Après Coblentz, une nouvelle génération sacerdotale envahissait la France. L’Eglise devint double. Il y avait plusieurs évêques pour un seul siège, et le clergé resté en France n’était que toléré. Une refonte le ferait disparaître.
Telles étaient les dispositions d’esprit des hommes de la Restauration à l’égard de l’Eglise, de la Révolution et de l’Empire. Leur programme réformiste était dicté par la même haine des années vécues depuis 1789.
Les rapports entre l’Eglise et l’Etat redevenaient ce qu’ils étaient sous la monarchie. Par conséquent, l’Eglise reconquérait sa puissance temporelle. Les anciens diocèses étaient reconstitués et le clergé doté en biens-fonds ou en rentes perpétuelles. Les ordres religieux pouvaient accroître leurs biens indéfiniment. Les évêques réfractaires, connus sous le nom de petite église, émettaient encore d’autres prétentions.
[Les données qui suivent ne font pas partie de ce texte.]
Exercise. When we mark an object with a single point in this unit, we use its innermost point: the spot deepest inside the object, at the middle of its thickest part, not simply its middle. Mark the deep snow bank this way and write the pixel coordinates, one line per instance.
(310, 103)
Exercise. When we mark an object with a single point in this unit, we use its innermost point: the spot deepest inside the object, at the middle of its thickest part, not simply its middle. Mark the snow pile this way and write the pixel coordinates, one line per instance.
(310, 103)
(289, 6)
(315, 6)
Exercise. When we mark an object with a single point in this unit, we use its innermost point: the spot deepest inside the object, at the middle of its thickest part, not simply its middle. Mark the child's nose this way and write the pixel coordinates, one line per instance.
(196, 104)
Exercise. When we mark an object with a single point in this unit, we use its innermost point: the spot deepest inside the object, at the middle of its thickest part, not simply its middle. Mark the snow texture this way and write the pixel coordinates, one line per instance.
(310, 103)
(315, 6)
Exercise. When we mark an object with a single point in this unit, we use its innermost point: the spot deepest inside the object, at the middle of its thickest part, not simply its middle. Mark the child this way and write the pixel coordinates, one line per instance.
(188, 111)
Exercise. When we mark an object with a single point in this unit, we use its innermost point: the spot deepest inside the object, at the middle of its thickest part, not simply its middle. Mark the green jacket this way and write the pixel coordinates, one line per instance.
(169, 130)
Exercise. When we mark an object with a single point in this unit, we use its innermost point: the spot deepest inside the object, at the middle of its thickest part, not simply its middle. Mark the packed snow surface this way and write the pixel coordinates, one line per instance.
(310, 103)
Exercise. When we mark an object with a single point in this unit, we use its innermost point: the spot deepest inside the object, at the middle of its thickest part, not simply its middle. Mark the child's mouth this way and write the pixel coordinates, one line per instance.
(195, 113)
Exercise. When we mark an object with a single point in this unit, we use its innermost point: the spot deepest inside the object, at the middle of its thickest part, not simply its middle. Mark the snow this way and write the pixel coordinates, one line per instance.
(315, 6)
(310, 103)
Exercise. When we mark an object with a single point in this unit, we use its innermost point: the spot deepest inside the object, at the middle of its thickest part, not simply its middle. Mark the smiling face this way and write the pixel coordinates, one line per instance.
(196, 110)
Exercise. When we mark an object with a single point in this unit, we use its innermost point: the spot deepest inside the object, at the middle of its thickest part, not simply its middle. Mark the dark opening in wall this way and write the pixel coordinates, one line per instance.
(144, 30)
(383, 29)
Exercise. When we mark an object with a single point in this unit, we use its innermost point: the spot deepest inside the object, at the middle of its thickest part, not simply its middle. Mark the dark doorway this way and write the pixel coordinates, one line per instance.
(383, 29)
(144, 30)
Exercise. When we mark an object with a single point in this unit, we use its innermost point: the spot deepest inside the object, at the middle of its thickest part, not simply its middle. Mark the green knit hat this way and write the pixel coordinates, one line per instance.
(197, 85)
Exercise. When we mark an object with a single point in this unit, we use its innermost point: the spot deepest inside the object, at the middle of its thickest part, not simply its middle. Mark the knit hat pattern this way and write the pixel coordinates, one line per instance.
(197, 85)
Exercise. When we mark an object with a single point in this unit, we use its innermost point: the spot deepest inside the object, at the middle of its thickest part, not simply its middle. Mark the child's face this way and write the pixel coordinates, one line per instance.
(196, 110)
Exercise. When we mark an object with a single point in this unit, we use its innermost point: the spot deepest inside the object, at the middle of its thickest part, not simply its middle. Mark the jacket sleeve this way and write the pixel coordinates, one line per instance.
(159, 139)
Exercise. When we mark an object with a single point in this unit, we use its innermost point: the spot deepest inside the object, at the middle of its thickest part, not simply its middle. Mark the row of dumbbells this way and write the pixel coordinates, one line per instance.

Louis XVIII n’était pas d’avis de les suivre jusqu’au bout de leurs prétentions. La charte proclame la liberté des cultes, mais elle dit que le catholicisme est la religion de l’Etat. Les prêtres constituaient son entourage et le circonvenaient. Après avoir détruit l’Université, le 17 février 1815, Louis XVIII proposa à Rome de rétablir le Concordat de François Ier; mais Pie VII répondit que le Concordat de 1801 avait été librement consenti par lui.
Le retour de Napoléon interrompit les négociations.